Examples abound of the perverse incentives this program creates. For instance, the unemployment rate on Prince Edward Island is 14.6%; yet just last month, the island’s Ocean Choice lobster processing plant had to import workers from Eastern Europe to fill a 50-worker labour shortage. Even at a starting wage of $9.40 an hour, too few Islanders could be enticed to give up their federal benefits in order to take up full-time employment.
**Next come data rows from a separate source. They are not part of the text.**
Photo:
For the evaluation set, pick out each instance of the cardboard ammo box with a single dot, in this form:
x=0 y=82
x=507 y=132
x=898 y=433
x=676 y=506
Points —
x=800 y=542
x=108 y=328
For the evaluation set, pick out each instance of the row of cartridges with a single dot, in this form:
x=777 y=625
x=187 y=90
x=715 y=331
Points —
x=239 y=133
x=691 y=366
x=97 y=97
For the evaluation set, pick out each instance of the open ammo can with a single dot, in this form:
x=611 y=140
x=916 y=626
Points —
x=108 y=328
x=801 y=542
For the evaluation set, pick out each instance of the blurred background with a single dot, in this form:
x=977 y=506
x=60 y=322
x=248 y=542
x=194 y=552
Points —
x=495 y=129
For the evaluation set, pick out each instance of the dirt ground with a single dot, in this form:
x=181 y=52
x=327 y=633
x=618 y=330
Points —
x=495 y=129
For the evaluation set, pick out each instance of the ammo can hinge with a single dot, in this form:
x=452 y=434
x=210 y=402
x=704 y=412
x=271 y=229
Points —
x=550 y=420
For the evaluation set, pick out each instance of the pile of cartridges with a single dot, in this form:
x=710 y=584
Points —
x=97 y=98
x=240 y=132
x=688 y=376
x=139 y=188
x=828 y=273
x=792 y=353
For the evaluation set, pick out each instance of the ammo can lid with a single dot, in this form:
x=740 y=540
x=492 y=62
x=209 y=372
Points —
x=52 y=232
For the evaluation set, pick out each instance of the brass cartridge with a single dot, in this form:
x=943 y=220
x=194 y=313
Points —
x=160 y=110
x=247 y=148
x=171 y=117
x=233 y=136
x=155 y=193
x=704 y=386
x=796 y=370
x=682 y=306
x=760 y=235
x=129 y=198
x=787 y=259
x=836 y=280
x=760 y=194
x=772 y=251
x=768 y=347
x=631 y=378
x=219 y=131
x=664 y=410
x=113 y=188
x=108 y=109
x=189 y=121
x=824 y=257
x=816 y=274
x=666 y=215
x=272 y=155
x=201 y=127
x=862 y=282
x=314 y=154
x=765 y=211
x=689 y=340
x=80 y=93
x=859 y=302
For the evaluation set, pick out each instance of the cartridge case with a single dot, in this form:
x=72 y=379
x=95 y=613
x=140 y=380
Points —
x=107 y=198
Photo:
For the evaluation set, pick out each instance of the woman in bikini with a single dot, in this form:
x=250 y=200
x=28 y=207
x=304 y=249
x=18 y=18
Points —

For the 7,000 or so individuals on PEI who receive payments from the expiring program, the economics simply didn’t add up: Why go to a tough job each day when Ottawa would pay you almost as much to stay home?

A similar situation is developing on Newfoundland’s Avalon Peninsula, where the unemployment rate is 17.7% and hundreds of residents have been laid off at fish plants, but where crab processing plants are running double shifts because they cannot lure enough workers off of EI and into full-time work.

As Brian Lee Crowley, president of the Atlantic Institute for Market Studies, wrote recently in the Financial Post, “Virtually every major business organization in the region reports its members have tremendous difficulties finding workers with the skills they need willing to work at prevailing wages.” This is due not only to the richness of benefits and the way they make unemployment an attractive option, but also the way EI has discouraged workers from retraining to acquire the skills needed by employers.

Ideally, the Conservatives should reform the entire EI system and make both premiums and payouts more consistent with the risks of becoming unemployed — like an actual insurance program. But it would take a majority government (and a lot of political courage) to change existing laws. For now, merely letting go of the top-up program for the most chronic claimants would be enough.